Earlier this month, Toronto Distillery Co. released 1,452 bottles of its inaugural brown spirit, First Barrels Straight Canadian Whisky. Within two days of release, one-third had been sold despite the only sales outlets being the Junction-area distillery's bottle shop and its website. By press time, it's quite possible the craft operation's entire first run will be sold out.
"There could be some left, since we're doing pretty much zero marketing and relying almost entirely on word of mouth," says Charles Benoit, who along with Jesse Razaqpur owns the all-organic distillery. Selling through a first run is every entrepreneur's dream, of course, but given that Toronto Distillery Co. likely now has to wait upwards of a year for its next batch, that's a lot of delayed gratification.
With craft distillation, the numbers are, almost by definition, maddeningly small. "We have a little artisan hybrid pot still that produces about 23 litres of absolute alcohol per run, which is very, very little," says Razaqpur. "So you have to run that still an awful lot before you get to the point that you can even fill a barrel. And from there you have to deal with things like Angel's Share [evaporation] and leakage."
And then there are the hazards of trying something new. In November, the recently licensed distillery, the first in Toronto since 1933, will release a one-of-a-kind hickory-barrel-aged spirit. Although not a first-barrel release, it will probably still be collectible; Pete Bradford of Prince Edward County's Carriage House Cooperage, who was commissioned to make the special hickory barrel, said he'd never make another on account of the wood being such a pain to work with. This super-limited release of 200 or so bottles isn't likely to last long, either.

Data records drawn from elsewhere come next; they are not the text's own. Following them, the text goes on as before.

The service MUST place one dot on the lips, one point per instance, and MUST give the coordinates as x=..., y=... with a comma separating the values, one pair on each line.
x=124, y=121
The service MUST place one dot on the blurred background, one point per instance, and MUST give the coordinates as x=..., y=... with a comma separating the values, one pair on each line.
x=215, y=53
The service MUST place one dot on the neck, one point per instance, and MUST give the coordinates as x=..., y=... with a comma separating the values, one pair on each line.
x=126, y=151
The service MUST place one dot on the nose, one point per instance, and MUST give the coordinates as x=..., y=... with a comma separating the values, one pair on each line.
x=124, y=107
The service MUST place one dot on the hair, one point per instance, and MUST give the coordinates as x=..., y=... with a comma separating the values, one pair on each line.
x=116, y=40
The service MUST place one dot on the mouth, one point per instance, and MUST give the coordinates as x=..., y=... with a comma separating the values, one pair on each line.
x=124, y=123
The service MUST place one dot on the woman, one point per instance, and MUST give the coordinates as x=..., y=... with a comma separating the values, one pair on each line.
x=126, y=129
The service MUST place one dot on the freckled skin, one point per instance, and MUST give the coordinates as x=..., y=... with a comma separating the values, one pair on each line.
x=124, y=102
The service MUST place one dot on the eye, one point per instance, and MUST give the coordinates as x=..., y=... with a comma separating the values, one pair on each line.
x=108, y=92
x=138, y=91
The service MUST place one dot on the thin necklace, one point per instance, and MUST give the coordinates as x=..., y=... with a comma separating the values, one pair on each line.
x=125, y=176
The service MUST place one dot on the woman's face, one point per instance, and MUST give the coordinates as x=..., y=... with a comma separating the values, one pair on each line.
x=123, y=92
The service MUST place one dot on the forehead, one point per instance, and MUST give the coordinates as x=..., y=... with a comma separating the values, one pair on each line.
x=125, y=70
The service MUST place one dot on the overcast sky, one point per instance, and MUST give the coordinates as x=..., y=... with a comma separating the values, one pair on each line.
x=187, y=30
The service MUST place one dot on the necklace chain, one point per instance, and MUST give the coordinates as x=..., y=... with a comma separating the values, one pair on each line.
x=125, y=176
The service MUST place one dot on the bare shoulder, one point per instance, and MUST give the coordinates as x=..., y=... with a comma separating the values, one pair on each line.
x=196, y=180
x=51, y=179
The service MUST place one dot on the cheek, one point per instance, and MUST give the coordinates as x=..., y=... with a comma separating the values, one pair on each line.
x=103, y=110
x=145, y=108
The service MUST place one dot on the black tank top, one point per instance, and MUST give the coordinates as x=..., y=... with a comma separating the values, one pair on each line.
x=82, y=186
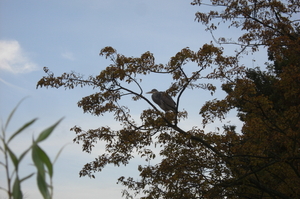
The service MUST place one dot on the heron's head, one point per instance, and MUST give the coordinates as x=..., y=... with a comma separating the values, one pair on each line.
x=152, y=91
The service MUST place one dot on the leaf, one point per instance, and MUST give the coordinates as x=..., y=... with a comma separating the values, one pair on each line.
x=13, y=157
x=27, y=177
x=44, y=134
x=37, y=160
x=21, y=129
x=17, y=193
x=42, y=185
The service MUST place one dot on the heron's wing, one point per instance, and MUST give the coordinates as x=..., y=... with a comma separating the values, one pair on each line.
x=156, y=97
x=168, y=102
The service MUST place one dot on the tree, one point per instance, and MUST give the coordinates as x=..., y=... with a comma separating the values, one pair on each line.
x=261, y=161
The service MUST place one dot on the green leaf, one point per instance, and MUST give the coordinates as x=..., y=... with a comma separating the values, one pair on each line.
x=42, y=185
x=21, y=129
x=37, y=160
x=26, y=177
x=45, y=160
x=44, y=134
x=24, y=153
x=17, y=193
x=13, y=157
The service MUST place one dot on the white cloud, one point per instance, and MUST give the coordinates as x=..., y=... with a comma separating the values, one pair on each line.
x=68, y=55
x=13, y=59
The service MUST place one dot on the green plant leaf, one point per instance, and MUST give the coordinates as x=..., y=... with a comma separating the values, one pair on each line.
x=17, y=193
x=44, y=134
x=24, y=153
x=37, y=160
x=42, y=185
x=13, y=157
x=21, y=129
x=26, y=177
x=44, y=159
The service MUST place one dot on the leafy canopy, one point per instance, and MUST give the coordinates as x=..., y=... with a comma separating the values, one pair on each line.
x=261, y=161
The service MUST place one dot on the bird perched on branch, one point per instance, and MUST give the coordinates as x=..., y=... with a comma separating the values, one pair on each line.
x=163, y=100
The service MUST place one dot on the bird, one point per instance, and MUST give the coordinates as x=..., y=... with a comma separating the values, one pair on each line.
x=163, y=100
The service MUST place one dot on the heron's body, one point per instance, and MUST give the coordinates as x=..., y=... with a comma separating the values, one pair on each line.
x=163, y=100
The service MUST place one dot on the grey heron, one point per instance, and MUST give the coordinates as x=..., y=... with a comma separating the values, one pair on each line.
x=163, y=100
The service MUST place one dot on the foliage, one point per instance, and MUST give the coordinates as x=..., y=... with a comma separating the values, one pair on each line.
x=261, y=161
x=41, y=161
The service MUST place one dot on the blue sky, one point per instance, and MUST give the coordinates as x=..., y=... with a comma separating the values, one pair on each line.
x=67, y=36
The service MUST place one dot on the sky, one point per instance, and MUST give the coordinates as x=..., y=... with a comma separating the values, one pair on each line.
x=67, y=36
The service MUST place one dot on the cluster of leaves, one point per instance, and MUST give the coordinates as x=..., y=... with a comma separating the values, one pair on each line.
x=261, y=161
x=41, y=161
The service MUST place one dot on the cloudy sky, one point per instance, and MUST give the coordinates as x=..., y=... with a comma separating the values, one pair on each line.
x=67, y=36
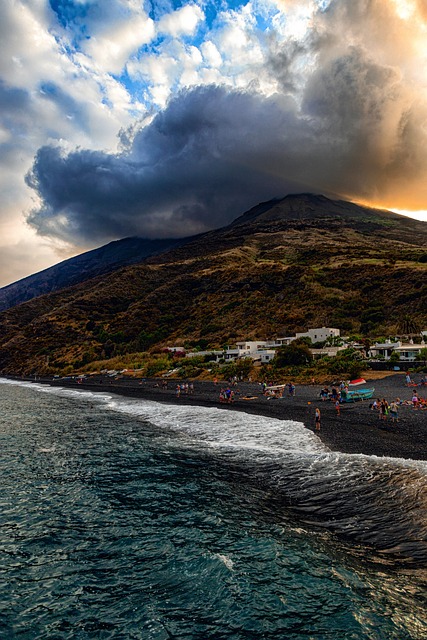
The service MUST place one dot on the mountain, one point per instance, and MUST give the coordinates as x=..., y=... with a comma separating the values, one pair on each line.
x=284, y=266
x=83, y=267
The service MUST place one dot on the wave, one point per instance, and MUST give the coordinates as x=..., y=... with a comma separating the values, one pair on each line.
x=379, y=503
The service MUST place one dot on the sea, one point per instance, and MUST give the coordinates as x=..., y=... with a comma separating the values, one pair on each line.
x=130, y=519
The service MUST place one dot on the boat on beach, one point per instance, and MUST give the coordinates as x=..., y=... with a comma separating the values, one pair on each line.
x=356, y=395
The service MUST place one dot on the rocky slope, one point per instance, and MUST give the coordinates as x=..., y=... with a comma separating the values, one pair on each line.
x=284, y=266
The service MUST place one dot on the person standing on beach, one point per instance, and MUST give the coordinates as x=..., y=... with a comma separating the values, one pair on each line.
x=337, y=406
x=317, y=419
x=393, y=411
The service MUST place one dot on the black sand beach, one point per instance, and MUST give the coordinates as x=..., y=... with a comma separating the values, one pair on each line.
x=357, y=430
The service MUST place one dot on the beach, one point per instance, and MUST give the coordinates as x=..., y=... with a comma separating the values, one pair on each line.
x=357, y=430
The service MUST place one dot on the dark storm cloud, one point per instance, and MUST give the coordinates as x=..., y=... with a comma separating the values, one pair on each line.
x=210, y=154
x=351, y=125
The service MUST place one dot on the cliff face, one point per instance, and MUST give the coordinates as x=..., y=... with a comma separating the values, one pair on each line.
x=284, y=266
x=83, y=267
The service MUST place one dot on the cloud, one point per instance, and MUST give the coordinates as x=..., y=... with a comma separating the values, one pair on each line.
x=354, y=126
x=219, y=110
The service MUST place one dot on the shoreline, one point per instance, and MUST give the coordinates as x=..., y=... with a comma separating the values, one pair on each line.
x=358, y=429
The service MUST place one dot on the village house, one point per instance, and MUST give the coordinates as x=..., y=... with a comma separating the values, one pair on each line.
x=409, y=352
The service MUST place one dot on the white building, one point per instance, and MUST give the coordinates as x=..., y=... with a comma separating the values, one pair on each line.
x=319, y=335
x=407, y=352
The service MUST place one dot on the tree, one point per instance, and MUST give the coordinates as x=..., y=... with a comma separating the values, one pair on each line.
x=409, y=326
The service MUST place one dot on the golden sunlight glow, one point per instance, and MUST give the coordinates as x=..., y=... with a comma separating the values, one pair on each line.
x=418, y=215
x=405, y=9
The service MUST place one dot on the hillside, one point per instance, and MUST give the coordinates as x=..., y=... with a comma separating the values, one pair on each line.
x=87, y=265
x=282, y=267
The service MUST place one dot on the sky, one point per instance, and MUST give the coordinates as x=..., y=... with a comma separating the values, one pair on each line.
x=167, y=118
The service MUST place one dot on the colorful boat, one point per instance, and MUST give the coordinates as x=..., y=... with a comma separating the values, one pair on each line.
x=354, y=383
x=356, y=395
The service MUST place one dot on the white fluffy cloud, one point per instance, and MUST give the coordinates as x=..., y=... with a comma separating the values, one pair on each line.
x=346, y=80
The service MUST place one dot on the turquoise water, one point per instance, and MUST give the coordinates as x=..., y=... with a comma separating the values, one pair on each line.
x=129, y=519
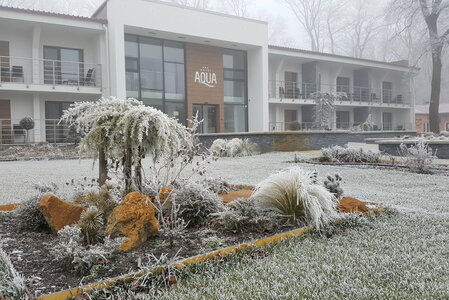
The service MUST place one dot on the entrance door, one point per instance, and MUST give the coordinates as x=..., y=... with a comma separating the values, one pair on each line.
x=291, y=84
x=342, y=119
x=387, y=121
x=5, y=122
x=208, y=113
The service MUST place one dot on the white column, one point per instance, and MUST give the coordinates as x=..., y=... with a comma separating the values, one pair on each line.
x=117, y=60
x=35, y=55
x=39, y=120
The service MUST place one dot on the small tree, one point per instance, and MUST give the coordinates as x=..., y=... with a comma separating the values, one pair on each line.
x=325, y=107
x=27, y=123
x=125, y=131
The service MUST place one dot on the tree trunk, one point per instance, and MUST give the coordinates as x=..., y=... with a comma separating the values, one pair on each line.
x=103, y=166
x=127, y=170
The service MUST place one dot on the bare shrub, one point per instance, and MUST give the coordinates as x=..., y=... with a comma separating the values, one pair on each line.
x=418, y=157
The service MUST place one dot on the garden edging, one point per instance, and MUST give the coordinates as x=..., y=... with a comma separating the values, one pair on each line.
x=186, y=262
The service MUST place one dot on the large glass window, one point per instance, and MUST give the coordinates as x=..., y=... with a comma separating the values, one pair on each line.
x=155, y=74
x=63, y=66
x=235, y=90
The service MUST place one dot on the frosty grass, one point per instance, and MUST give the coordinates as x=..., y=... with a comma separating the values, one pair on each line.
x=401, y=257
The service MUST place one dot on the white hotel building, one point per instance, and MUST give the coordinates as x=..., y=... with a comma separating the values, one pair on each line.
x=183, y=60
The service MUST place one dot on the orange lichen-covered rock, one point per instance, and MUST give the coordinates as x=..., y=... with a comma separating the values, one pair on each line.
x=351, y=205
x=8, y=207
x=234, y=195
x=59, y=213
x=135, y=219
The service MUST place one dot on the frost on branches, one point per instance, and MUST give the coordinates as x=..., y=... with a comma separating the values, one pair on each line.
x=124, y=132
x=325, y=106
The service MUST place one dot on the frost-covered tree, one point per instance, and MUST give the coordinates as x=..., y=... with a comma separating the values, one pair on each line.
x=125, y=131
x=325, y=107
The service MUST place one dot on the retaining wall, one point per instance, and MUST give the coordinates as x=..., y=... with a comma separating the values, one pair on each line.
x=302, y=140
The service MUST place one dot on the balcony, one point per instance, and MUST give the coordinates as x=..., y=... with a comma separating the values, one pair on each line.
x=335, y=126
x=50, y=129
x=41, y=75
x=303, y=92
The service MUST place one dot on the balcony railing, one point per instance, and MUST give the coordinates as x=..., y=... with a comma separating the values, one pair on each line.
x=50, y=131
x=305, y=126
x=49, y=72
x=351, y=94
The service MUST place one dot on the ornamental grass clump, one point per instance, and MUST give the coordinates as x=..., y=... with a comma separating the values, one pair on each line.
x=418, y=157
x=297, y=195
x=12, y=285
x=234, y=148
x=345, y=154
x=196, y=203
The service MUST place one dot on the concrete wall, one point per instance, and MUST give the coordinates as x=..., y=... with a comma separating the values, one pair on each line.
x=301, y=141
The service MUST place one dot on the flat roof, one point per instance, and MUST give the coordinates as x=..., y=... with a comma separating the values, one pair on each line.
x=190, y=8
x=394, y=64
x=52, y=14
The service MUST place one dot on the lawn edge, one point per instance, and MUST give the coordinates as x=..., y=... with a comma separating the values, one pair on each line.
x=183, y=263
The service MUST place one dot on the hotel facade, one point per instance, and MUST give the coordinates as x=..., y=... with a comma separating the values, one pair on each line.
x=183, y=61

Given all these built-in hardships, how does a new venture survive in the whisky business? The answer is that most start off by selling white, unaged spirits, including gin, vodka or "white dog," (a.k.a. moonshine) while they wait for their spirits to age. Benoit says this helps, but other creative approaches are also part of the recipe.
"The big thing is just focusing on tours and consumer education. Every single weekend we do private booking tours," Benoit says. At $25 a head, they'll show you the entire operation and demystify the process of making spirits. "That's been key for us," he adds. "Enough to keep the lights on even, but not enough for us to make the investments we'd like to make."
To ease the burden on themselves and other craft distillers, Benoit and Razaqpur (both lawyers) are campaigning for reforms to at least two major aspects of spirits legislation, with a constitutional challenge to the requirement that craft distilleries are charged an LCBO mark-up, even when selling at their own retail stores. But Toronto Distillery Co. has courted controversy with its latest release, since, by law, all Canadian whisky must be aged for at least three years. First Barrels contains liquor as young as two months and even the oldest spirit in the bottle – 26 months – doesn't meet the criteria. The company's rationale for releasing the spirit early: Razaqpur and Benoit claim their process of using small, new oak barrels accelerated the maturation process so much that the whisky is prematurely ready.
Their process has been the subject of considerable backlash from industry folk, educated consumers and spirits experts on a number of forums including Instagram and Reddit. Aside from the fact that it doesn't seem fair to those who have complied with the law and may set a dangerous precedent, many champion our aging laws as one of the industry's defining features, arguably Canada's greatest contribution to the evolution of whisky on a global level. In 1890, for example, it became the first country in the world to require a minimum mandatory aging period. (Two years at the outset, it has since been upped to three.)
Davin De Kergommeaux, author of Canadian Whisky: The Portable Expert, defends the three-year rule as absolute and unequivocally inviolable. "I think this has the potential to erode the value of the term Canadian whisky and opens the door to all kinds of shortcuts that would diminish the reputation of the category and deceive consumers into believing something is whisky when it is not."
When asked about the controversy, Benoit and Razaqpur simply see it as an opportunity to work with other craft distilleries to change this law.
The golden caramel-vanilla flavour of First Barrels matches its sweet butterscotch aroma, although both fade quickly as the oak takes over on the finish, a result of the new, freshly charred oak barrels. It's borderline bourbonesque – another characteristic that De Kergommeaux takes issue with.
Will First Barrels also be the last barrels of Toronto Distillery's Canadian whisky? Probably not. The chances of changing the definition of Canadian spirits may be slim but, by their next release, Benoit and Razaqpur should finally have some of the spirit that's reached the age of majority.